问题
This is an exact duplicate of this question; however the code linked in the accepted answer is nearly 11 years old, and this comment in the code leads to my duplicate question:
The keysym -> UTF-8 conversion will hopefully one day be provided by Xlib via XmbLookupString() and should ideally not have to be done in X applications. But we are not there yet.
Are we there yet? I'm aware of XwcLookupString
, but something like...
wchar_t unicode = XKeySymToWideChar( keysym );
... would be much simpler and logical, and not require updating whenever KeySyms are added or changed.
Is there a simple function in X11/Xlib that will map a KeySym to its Unicode equivalent?
回答1:
Try this node.js module to generate C table: https://github.com/substack/node-keysym . It is based on this dataset: https://github.com/substack/node-keysym/blob/master/data/keysyms.txt
回答2:
Is there a simple function in X11/Xlib that will map a KeySym to its Unicode equivalent?
The definitive answer is no
Because Unicode was invented years after Xlib and no one ever went back to add such a thing?

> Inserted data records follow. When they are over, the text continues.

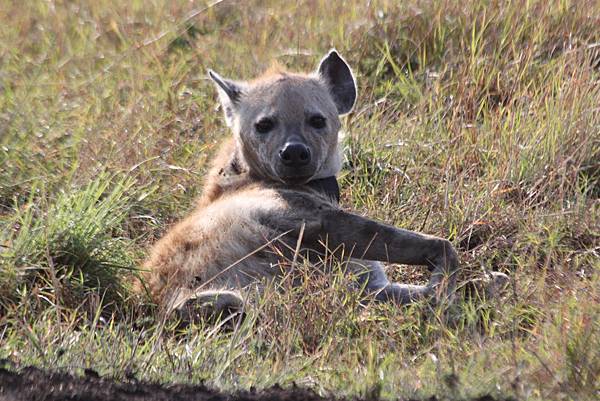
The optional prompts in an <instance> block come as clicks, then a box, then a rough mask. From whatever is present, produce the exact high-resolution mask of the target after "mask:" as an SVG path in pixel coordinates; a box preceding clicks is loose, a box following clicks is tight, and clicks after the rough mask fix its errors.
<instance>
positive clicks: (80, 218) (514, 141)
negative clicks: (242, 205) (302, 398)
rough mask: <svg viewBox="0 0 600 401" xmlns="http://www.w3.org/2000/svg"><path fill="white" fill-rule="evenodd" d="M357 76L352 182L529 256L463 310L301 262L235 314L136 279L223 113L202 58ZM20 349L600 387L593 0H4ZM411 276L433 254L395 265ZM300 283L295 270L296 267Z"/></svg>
mask: <svg viewBox="0 0 600 401" xmlns="http://www.w3.org/2000/svg"><path fill="white" fill-rule="evenodd" d="M331 47H335V48H337V49H338V51H340V53H341V54H342V55H344V56H345V58H346V59H347V60H348V62H349V63H350V65H351V66H353V67H354V70H355V72H356V75H357V80H358V85H359V101H358V104H357V105H356V107H355V109H354V111H353V112H352V113H351V114H350V115H349V116H348V117H347V118H346V119H345V123H344V125H345V131H346V135H345V139H344V154H345V161H344V169H343V171H342V174H341V176H340V185H341V187H342V201H341V203H342V206H343V207H344V208H347V209H353V210H355V211H357V212H358V213H361V214H365V215H369V216H370V217H373V218H377V219H379V220H382V221H386V222H389V223H391V224H395V225H397V226H400V227H403V228H408V229H413V230H419V231H424V232H426V233H430V234H435V235H438V236H442V237H447V238H450V239H451V241H452V242H453V243H454V245H455V246H456V248H457V249H458V251H459V255H460V259H461V265H462V267H463V269H464V274H463V275H462V276H461V278H462V279H465V280H466V279H467V278H470V277H478V276H481V275H482V274H484V273H485V272H486V271H493V270H497V271H502V272H505V273H508V274H509V275H510V276H511V285H510V288H509V290H508V292H507V294H506V295H505V296H504V297H502V298H500V299H495V300H485V299H481V297H478V296H473V297H465V298H464V299H463V300H462V301H460V302H459V303H458V305H457V307H458V308H459V312H460V313H459V316H460V317H459V318H458V319H454V321H453V322H452V323H448V321H447V319H444V318H441V316H440V314H439V313H438V311H436V310H430V308H429V307H428V306H427V305H414V306H411V307H405V308H401V309H400V308H397V307H394V306H391V305H378V304H375V303H365V302H361V301H362V300H361V299H360V298H359V297H358V295H356V294H353V293H348V292H347V290H346V289H347V282H346V281H345V280H346V278H345V277H344V276H343V275H341V274H333V275H324V274H321V273H319V271H318V270H317V269H315V268H311V266H303V267H302V269H301V272H302V280H301V283H302V284H301V286H300V287H299V288H295V289H291V288H288V290H286V291H278V290H276V289H274V290H272V291H267V292H266V293H265V294H264V296H263V297H262V298H261V299H259V300H257V301H256V302H255V304H254V305H253V307H252V308H249V310H248V311H247V316H246V319H245V320H243V321H241V322H239V321H238V322H233V323H234V324H231V323H232V322H229V324H228V327H227V328H225V327H221V326H220V325H219V324H215V323H206V324H197V325H192V326H189V327H185V328H182V327H180V326H178V323H177V321H176V320H175V319H165V318H163V317H162V316H161V315H160V313H157V310H156V308H155V307H154V306H153V305H152V304H151V303H150V302H149V301H148V300H147V299H144V298H140V297H138V296H134V295H133V293H132V292H131V286H132V282H133V280H134V278H135V277H136V276H137V274H138V273H139V268H140V267H139V266H140V265H141V261H142V260H143V258H144V255H145V253H146V251H147V249H148V248H149V246H150V245H151V244H152V243H153V242H154V241H155V240H156V239H157V238H158V237H160V235H161V234H162V233H164V232H165V230H166V229H167V228H168V227H169V226H170V225H171V224H173V223H174V222H175V221H177V219H178V218H180V217H182V216H183V215H185V214H186V213H187V212H188V211H190V209H191V208H192V207H193V205H194V199H195V198H196V197H197V196H198V195H199V194H200V192H201V184H202V179H203V174H204V173H205V171H206V169H207V161H208V160H209V158H210V156H211V155H212V154H213V152H214V151H215V149H216V148H217V146H218V144H219V141H220V140H221V139H222V138H224V137H226V136H227V135H229V134H228V131H227V129H226V127H225V124H224V122H223V119H222V115H221V111H220V110H219V109H218V108H217V107H216V105H217V101H216V93H215V90H214V88H213V86H212V84H211V83H210V82H209V81H208V79H207V78H206V69H207V68H213V69H215V70H216V71H218V72H219V73H220V74H222V75H224V76H228V77H232V78H237V79H249V78H252V77H254V76H256V75H257V74H259V73H260V72H261V71H263V70H264V69H266V68H268V67H269V65H270V64H271V63H272V62H273V61H276V62H278V63H280V64H282V65H284V66H287V67H288V68H290V69H295V70H312V69H313V68H315V66H316V65H317V63H318V61H319V59H320V58H321V56H322V55H323V54H324V53H325V52H326V51H327V50H329V49H330V48H331ZM0 166H1V168H0V359H1V360H2V362H1V364H0V365H1V366H0V367H2V366H4V367H6V368H8V369H13V370H14V369H20V368H22V367H25V366H29V365H35V366H38V367H41V368H47V369H54V370H57V369H58V370H61V371H67V372H71V373H74V374H76V375H80V374H83V373H84V372H85V369H93V370H94V371H96V372H98V373H99V374H100V375H101V376H105V377H112V378H115V379H117V380H134V379H137V380H145V381H146V380H147V381H154V382H159V383H172V382H177V383H201V382H204V383H206V384H208V385H210V386H213V387H218V388H222V389H227V390H236V389H247V388H250V387H256V388H264V387H269V386H272V385H274V384H280V385H282V386H290V385H292V383H296V384H298V385H300V386H305V387H309V388H312V389H314V390H315V391H316V392H318V393H322V394H335V395H338V396H360V397H370V396H372V397H378V396H380V397H383V398H396V397H400V398H409V397H412V398H419V399H420V398H426V397H430V396H436V397H438V398H440V399H449V400H454V399H467V398H469V397H477V396H481V395H484V394H491V395H492V396H494V397H498V398H502V397H513V398H516V399H530V400H547V399H559V400H563V399H564V400H591V399H594V398H596V399H597V397H600V257H599V253H600V237H599V236H600V201H599V196H600V187H599V179H600V3H599V2H597V1H533V0H532V1H478V0H465V1H462V2H455V1H439V2H436V1H425V0H411V1H404V2H400V1H398V2H396V1H366V0H361V1H358V0H356V1H345V2H341V1H340V2H337V1H320V0H300V1H294V2H284V1H280V2H276V1H267V2H265V1H234V0H231V1H221V2H217V3H215V4H212V5H209V6H207V5H206V4H205V3H204V2H202V1H198V2H192V1H158V0H152V1H141V0H135V1H129V2H120V1H108V0H99V1H83V2H73V1H41V0H40V1H16V0H15V1H11V0H3V1H2V2H0ZM389 271H390V274H391V275H392V276H393V277H395V278H397V279H402V280H403V281H410V280H414V281H419V280H422V279H423V275H422V274H421V271H420V270H419V269H414V268H407V267H403V266H390V267H389ZM285 285H286V284H285V283H284V286H285Z"/></svg>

Most of the Xlib API is codeset independent since it was written in the days when every locale used a different character set (ISO 8859-*, Big5, JIS, etc.), so you get a char buffer appropriate to the current locale. There were a few UTF-8 specific additions in later years, but mostly we've been trying to let Xlib rest in peace since then, pushing new API design towards xcb instead.
回答3:
This may help somebody... adapted from xmodmap source and online doc (http://tronche.com/gui/x/xlib/utilities/keyboard/XKeycodeToKeysym.html)
KeySym ks = XKeycodeToKeysym(dpy, keycode+min_keycode, modifier);
const char *s;
if (ks != NoSymbol)
s = XKeysymToString (ks);
else {
printf("Keycode has no symbol. Ignored.\n");
return NULL;
}
printf ("0x%04x (%s)\n", (unsigned int)ks, s);
printf ("wide char:%lc\n", (wchar_t)ks);
Keysym is already the UTF value. The problem would be to set keycombinations... 'á' for example.